花燃ゆ 第49話「二人の再婚」 ~楫取素彦と美和子の再婚~

 楫取素彦の年譜よれば、美和子再婚したのは明治16年(1883年)5月3日とされていますが、別の書簡などによれば、その1年半ほど前には既に同居していたことがわかっており、しかも、明治15年(1882年)4月には、湯之沢温泉(現・赤城温泉)にふたりで3泊滞在している記録もあるそうで(ドラマでは、嵐に巻き込まれてやむを得ず1泊という設定でしたが)、ふたりが結婚したのは、その頃だったんじゃないかという見方もあるようです。前妻の寿子が没したのは明治14年(1881年)1月30日のことでしたから、後者の説を採れば、妻に先立たれてから1年余りでの再婚ということになります。現代の感覚で言えば、ちょっと早すぎるんじゃないの?・・・という気がしますが、当時のそれなりの地位の男でいえば、1年以上も後妻を迎えないというのは、むしろ遅いくらいでした。そのうえ、亡き妻の遺言どおりに妹と再婚したわけですから、素彦がいかに寿子のことを思っていたかが窺える気がします。

 一方の美和子は、前夫の久坂玄瑞と死別してから20年近い年月が過ぎていましたが、その間ずっと独り身を通しており、この再婚話にもはじめは乗り気ではなかったといいます。
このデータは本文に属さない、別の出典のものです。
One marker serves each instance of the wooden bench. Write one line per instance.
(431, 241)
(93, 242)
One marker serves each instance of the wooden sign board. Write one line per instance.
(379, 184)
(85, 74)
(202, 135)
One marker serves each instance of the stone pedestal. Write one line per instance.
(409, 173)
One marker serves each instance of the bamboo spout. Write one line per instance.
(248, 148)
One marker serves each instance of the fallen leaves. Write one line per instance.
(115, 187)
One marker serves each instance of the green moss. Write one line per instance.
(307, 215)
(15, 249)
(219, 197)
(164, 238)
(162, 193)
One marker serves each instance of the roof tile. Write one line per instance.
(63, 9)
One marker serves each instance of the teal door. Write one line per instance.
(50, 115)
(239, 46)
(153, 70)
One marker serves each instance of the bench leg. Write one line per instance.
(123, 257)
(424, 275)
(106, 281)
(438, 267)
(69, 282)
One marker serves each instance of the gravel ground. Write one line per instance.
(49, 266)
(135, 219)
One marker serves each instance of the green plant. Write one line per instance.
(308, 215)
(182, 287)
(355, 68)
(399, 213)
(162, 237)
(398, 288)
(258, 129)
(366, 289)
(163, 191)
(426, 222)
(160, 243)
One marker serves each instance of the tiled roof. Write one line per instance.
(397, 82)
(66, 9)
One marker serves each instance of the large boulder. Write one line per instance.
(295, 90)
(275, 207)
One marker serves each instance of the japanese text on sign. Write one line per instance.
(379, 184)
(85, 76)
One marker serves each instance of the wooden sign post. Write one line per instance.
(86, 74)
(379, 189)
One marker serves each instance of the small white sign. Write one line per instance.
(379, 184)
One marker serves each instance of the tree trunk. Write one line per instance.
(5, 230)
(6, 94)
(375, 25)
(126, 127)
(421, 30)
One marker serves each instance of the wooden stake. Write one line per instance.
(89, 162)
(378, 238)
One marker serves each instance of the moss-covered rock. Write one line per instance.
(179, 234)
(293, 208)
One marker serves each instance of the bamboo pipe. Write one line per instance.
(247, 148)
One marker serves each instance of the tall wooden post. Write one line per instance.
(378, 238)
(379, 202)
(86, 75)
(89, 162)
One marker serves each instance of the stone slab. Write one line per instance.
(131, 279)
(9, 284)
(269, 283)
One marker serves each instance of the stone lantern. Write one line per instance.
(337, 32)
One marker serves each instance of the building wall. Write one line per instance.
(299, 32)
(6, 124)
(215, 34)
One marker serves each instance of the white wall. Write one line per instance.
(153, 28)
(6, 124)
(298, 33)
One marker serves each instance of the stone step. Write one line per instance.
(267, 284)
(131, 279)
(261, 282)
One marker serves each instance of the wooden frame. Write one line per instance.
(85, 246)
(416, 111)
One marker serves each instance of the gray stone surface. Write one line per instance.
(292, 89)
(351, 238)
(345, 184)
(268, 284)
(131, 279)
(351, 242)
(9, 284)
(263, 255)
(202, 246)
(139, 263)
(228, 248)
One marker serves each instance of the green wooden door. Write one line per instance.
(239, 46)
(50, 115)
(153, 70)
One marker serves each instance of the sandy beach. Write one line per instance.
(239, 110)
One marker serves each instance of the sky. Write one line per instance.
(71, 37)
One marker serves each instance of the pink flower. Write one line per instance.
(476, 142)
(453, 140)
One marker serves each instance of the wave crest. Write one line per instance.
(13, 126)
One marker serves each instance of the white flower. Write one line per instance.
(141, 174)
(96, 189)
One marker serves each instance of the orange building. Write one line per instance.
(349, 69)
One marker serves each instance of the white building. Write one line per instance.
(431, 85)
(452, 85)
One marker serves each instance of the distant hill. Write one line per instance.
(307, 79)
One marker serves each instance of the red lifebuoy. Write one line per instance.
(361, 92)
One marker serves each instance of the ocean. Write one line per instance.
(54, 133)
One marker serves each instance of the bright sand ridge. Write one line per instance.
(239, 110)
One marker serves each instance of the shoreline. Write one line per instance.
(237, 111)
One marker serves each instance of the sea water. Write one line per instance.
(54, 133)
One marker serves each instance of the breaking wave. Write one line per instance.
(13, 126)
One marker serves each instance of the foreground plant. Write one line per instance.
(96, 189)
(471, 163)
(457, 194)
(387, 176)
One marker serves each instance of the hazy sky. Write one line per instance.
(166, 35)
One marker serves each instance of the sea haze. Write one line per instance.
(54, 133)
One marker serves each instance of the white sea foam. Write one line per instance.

ドラマでは、阿久沢権蔵・せい夫妻から再婚を勧められていましたが、実際には、山口県で存命だった美和の母・杉滝子からの再三の勧めだったようです。しかし、美和子はなかなか首を縦に振りませんでした。というのも、美和子は20年近く経った今なお、玄瑞から送られてきた手紙を後生大事に保管しているほど、亡き夫のことを忘れられずにいました。「貞女二夫まみえず」といった貞操観念も強かったのでしょう。実姉の夫だった人というのも、抵抗があったかもしれません(ドラマでは初恋の人という設定でしたが)。でも、素彦との再婚は亡き姉の遺言でもあったこと、県令としての激務をこなす素彦を間近で見ていたことなどから、最終的には、素彦との再婚を決意したのでしょうね。素彦54歳、美和子39歳のときでした。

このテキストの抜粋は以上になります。